A Phase 2 Multi-institutional Study of Nivolumab for Patients With Advanced Refractory Biliary Tract Cancer

Abstract

Importance: Currently, there is no established second-line systemic treatment for biliary tract cancer (BTC). Preclinical data have demonstrated that the presence of tumor-infiltrating CD8 T cells and programmed cell death 1 ligand 1-expressing tumor cells in the tumor microenvironment of BTC supports the rationale of using programmed cell death 1 protein blockade immunotherapy in BTC.

Objective: To evaluate anticancer activity of nivolumab in patients with advanced refractory BTC.

Design, setting, and participants: In this single-group, multicenter phase 2 study of nivolumab, 54 patients with histologically confirmed BTC whose disease progressed while undergoing treatment with at least 1 line but no more than 3 lines of systemic therapy were enrolled between October 5, 2016, and December 26, 2018. Analysis was performed on an intention-to-treat basis.

Interventions: Nivolumab, 240 mg, was delivered intravenously every 2 weeks for 16 weeks, and then 480 mg was delivered intravenously every 4 weeks until disease progression or unacceptable toxic effects occurred.

Main outcomes and measures: The primary end point was investigator-assessed objective response rate, and the secondary end points were progression-free survival, overall survival, and incidence of adverse events.

Results: A total of 54 patients (27 men and 27 women; median age, 65 years [range, 28-86 years]) enrolled, and 46 (22 men and 24 women; median age, 65 years [range, 28-86 years]) were examined for objective response with radiologic imaging. The investigator-assessed objective response rate was 22% (10 of 46), including 1 unconfirmed partial response, with a disease control rate of 59% (27 of 46). Central independent review found an objective response rate of 11% (5 of 46), including 1 unconfirmed partial response, with a disease control rate of 50% (23 of 46). All patients who responded to treated (hereafter referred to as responders) had mismatch repair protein-proficient tumors. The median duration of investigator-assessed response was not reached, with a median follow-up of 12.4 months. Among the intention-to-treat population, median progression-free survival was 3.68 months (95% CI, 2.30-5.69 months) and median overall survival was 14.24 months (95% CI, 5.98 months to not reached). Programmed cell death 1 ligand 1 expression in tumors was associated with prolonged progression-free survival (hazard ratio, 0.23; 95% CI, 0.10-0.51; P < .001). The most common treatment-related grade 3 or 4 toxic effects were hyponatremia (3 of 54 [6%]) and increased alkaline phosphatase (2 of 54 [4%]).

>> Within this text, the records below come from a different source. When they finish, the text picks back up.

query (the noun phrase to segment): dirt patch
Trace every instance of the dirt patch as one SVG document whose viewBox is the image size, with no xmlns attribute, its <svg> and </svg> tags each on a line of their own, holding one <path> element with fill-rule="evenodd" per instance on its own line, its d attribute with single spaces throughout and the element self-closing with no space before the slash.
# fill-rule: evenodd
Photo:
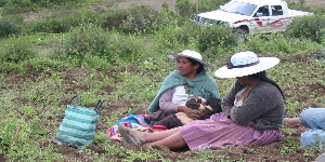
<svg viewBox="0 0 325 162">
<path fill-rule="evenodd" d="M 297 62 L 303 62 L 306 64 L 306 66 L 309 65 L 308 58 L 302 57 L 302 56 L 296 56 L 295 59 Z M 114 71 L 118 71 L 119 69 L 112 69 L 109 70 L 109 72 L 105 72 L 102 71 L 100 69 L 96 70 L 91 70 L 89 68 L 80 68 L 80 67 L 75 67 L 75 68 L 69 68 L 69 69 L 63 69 L 60 72 L 60 78 L 62 80 L 62 83 L 65 84 L 66 87 L 69 87 L 66 91 L 66 93 L 69 93 L 69 91 L 73 90 L 79 90 L 79 91 L 87 91 L 88 87 L 83 86 L 82 84 L 77 84 L 78 80 L 84 80 L 87 76 L 89 76 L 91 72 L 92 73 L 102 73 L 102 76 L 108 76 L 112 78 L 116 78 L 115 77 L 115 72 Z M 131 71 L 131 69 L 130 69 Z M 136 73 L 136 71 L 134 71 Z M 16 72 L 11 72 L 6 75 L 5 78 L 5 84 L 2 85 L 2 87 L 5 89 L 15 89 L 20 85 L 23 84 L 28 84 L 29 82 L 38 82 L 40 80 L 43 79 L 49 79 L 52 78 L 54 75 L 54 72 L 51 71 L 47 71 L 47 72 L 37 72 L 34 70 L 28 70 L 25 75 L 21 75 L 21 73 L 16 73 Z M 103 80 L 103 78 L 101 77 L 101 75 L 96 75 L 99 76 L 98 78 L 95 78 L 95 80 Z M 116 79 L 114 83 L 112 83 L 109 86 L 104 87 L 103 91 L 107 91 L 113 92 L 117 85 L 119 83 L 119 80 Z M 325 87 L 324 85 L 320 84 L 320 83 L 306 83 L 303 85 L 304 89 L 298 90 L 301 92 L 310 92 L 310 93 L 316 93 L 318 95 L 325 95 Z M 287 90 L 284 90 L 285 94 L 287 92 L 291 92 L 291 91 L 297 91 L 296 87 L 289 87 Z M 299 92 L 298 92 L 299 93 Z M 309 96 L 309 95 L 307 95 Z M 286 96 L 286 97 L 294 97 L 294 96 Z M 24 103 L 28 103 L 28 100 L 21 100 L 20 98 L 16 98 L 17 100 Z M 306 97 L 304 95 L 299 95 L 297 98 L 299 103 L 301 103 L 301 105 L 299 105 L 298 110 L 302 110 L 304 107 L 307 106 L 314 106 L 314 107 L 320 107 L 322 105 L 320 105 L 316 100 L 313 100 L 309 97 Z M 66 103 L 69 100 L 68 97 L 61 97 L 60 100 L 60 105 L 64 106 L 66 105 Z M 117 111 L 121 111 L 122 109 L 125 109 L 126 107 L 129 107 L 132 103 L 129 102 L 125 102 L 122 99 L 118 99 L 115 102 L 108 102 L 108 104 L 103 105 L 102 108 L 102 112 L 101 116 L 102 117 L 109 117 L 112 113 L 117 112 Z M 150 104 L 150 103 L 145 103 L 145 104 Z M 143 108 L 138 108 L 134 111 L 130 112 L 130 113 L 144 113 L 144 109 Z M 120 114 L 120 118 L 125 117 L 127 114 Z M 48 118 L 48 121 L 53 121 L 53 123 L 50 126 L 58 126 L 61 120 L 63 117 L 54 117 L 54 118 Z M 105 121 L 99 121 L 98 123 L 98 133 L 105 133 L 107 127 L 109 125 L 107 125 L 105 123 Z M 295 132 L 292 133 L 288 133 L 284 131 L 284 143 L 285 144 L 289 144 L 289 141 L 294 140 L 294 141 L 299 141 L 300 138 L 300 134 L 306 131 L 306 127 L 302 126 L 287 126 L 291 127 L 295 130 Z M 105 140 L 109 140 L 108 138 Z M 107 143 L 107 141 L 106 141 Z M 108 141 L 109 145 L 117 145 L 118 147 L 121 147 L 121 145 L 116 141 L 116 140 L 109 140 Z M 53 145 L 54 149 L 57 153 L 62 153 L 67 156 L 66 161 L 69 160 L 79 160 L 79 161 L 92 161 L 91 157 L 87 156 L 86 153 L 80 152 L 79 149 L 75 149 L 68 146 L 58 146 L 55 145 L 51 141 L 51 139 L 48 139 L 46 141 L 43 141 L 41 144 L 41 147 L 49 147 L 49 145 Z M 220 157 L 222 157 L 223 159 L 227 159 L 229 161 L 232 160 L 237 160 L 237 159 L 245 159 L 246 161 L 268 161 L 268 162 L 280 162 L 280 161 L 297 161 L 297 162 L 302 162 L 302 161 L 313 161 L 316 158 L 316 154 L 320 154 L 320 150 L 313 150 L 313 153 L 304 153 L 307 150 L 306 149 L 295 149 L 291 150 L 290 146 L 286 146 L 287 148 L 284 149 L 284 144 L 282 143 L 273 143 L 266 146 L 262 146 L 262 147 L 255 147 L 255 146 L 248 146 L 248 147 L 233 147 L 233 148 L 226 148 L 226 149 L 220 149 L 220 150 L 216 150 L 211 152 L 211 157 L 208 158 L 209 161 L 213 161 L 216 159 L 220 159 Z M 295 147 L 292 147 L 295 148 Z M 107 150 L 105 150 L 103 148 L 102 145 L 99 144 L 92 144 L 89 145 L 87 147 L 88 150 L 90 150 L 91 152 L 95 152 L 99 154 L 102 153 L 108 153 Z M 131 148 L 133 150 L 141 150 L 139 147 L 134 147 Z M 169 150 L 168 148 L 164 148 L 164 147 L 155 147 L 154 149 L 158 149 L 161 152 L 161 156 L 164 157 L 164 159 L 169 159 L 171 161 L 186 161 L 188 159 L 188 157 L 195 157 L 196 156 L 196 151 L 187 151 L 188 149 L 183 148 L 183 149 L 178 149 L 178 150 Z M 143 151 L 143 150 L 142 150 Z M 122 161 L 125 159 L 125 157 L 122 157 L 122 153 L 108 153 L 110 156 L 110 159 L 115 160 L 115 161 Z M 310 154 L 310 156 L 301 156 L 301 154 Z M 314 156 L 312 156 L 314 154 Z M 3 156 L 1 157 L 0 154 L 0 161 L 2 161 Z M 158 160 L 148 160 L 148 161 L 158 161 Z"/>
<path fill-rule="evenodd" d="M 324 0 L 288 0 L 287 2 L 302 2 L 307 5 L 325 5 Z"/>
</svg>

Conclusions and relevance: This study found that nivolumab was well tolerated and showed modest efficacy with durable response in patients with refractory BTC. Further studies are warranted to verify the findings and evaluate biomarkers for improved treatment selection for patients.

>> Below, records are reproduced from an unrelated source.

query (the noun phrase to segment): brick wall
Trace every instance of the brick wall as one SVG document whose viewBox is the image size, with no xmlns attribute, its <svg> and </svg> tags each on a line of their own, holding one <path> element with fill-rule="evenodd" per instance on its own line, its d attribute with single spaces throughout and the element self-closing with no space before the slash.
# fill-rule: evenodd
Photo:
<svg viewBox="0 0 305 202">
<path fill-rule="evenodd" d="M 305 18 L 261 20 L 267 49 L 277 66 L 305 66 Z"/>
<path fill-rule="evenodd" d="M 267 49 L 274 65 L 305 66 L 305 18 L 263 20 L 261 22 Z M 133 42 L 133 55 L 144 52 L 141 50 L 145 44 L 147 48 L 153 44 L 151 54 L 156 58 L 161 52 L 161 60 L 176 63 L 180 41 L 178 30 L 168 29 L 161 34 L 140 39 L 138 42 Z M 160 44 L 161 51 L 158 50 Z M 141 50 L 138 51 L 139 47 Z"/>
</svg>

Trial registration: ClinicalTrials.gov Identifier: NCT02829918.

Figure 1.. Study Flow Diagram

OS indicates overall survival; PFS, progression-free survival.

Figure 2.. Kaplan-Meier Survival Curves

A, Kaplan-Meier estimate of progression-free survival in the intention-to-treat population. The shaded area represents the 95% CI. B, Kaplan-Meier estimate of overall survival in the intention-to-treat population. The shaded area represents the 95% CI. C, Kaplan-Meier estimate of progression-free survival by programmed cell death 1 ligand 1 (PD-L1) expression status (≥1% of tumor cells expressing PD-L1 as a cutoff). D, Kaplan-Meier estimate of overall survival by PD-L1 expression status. NR indicates not reported.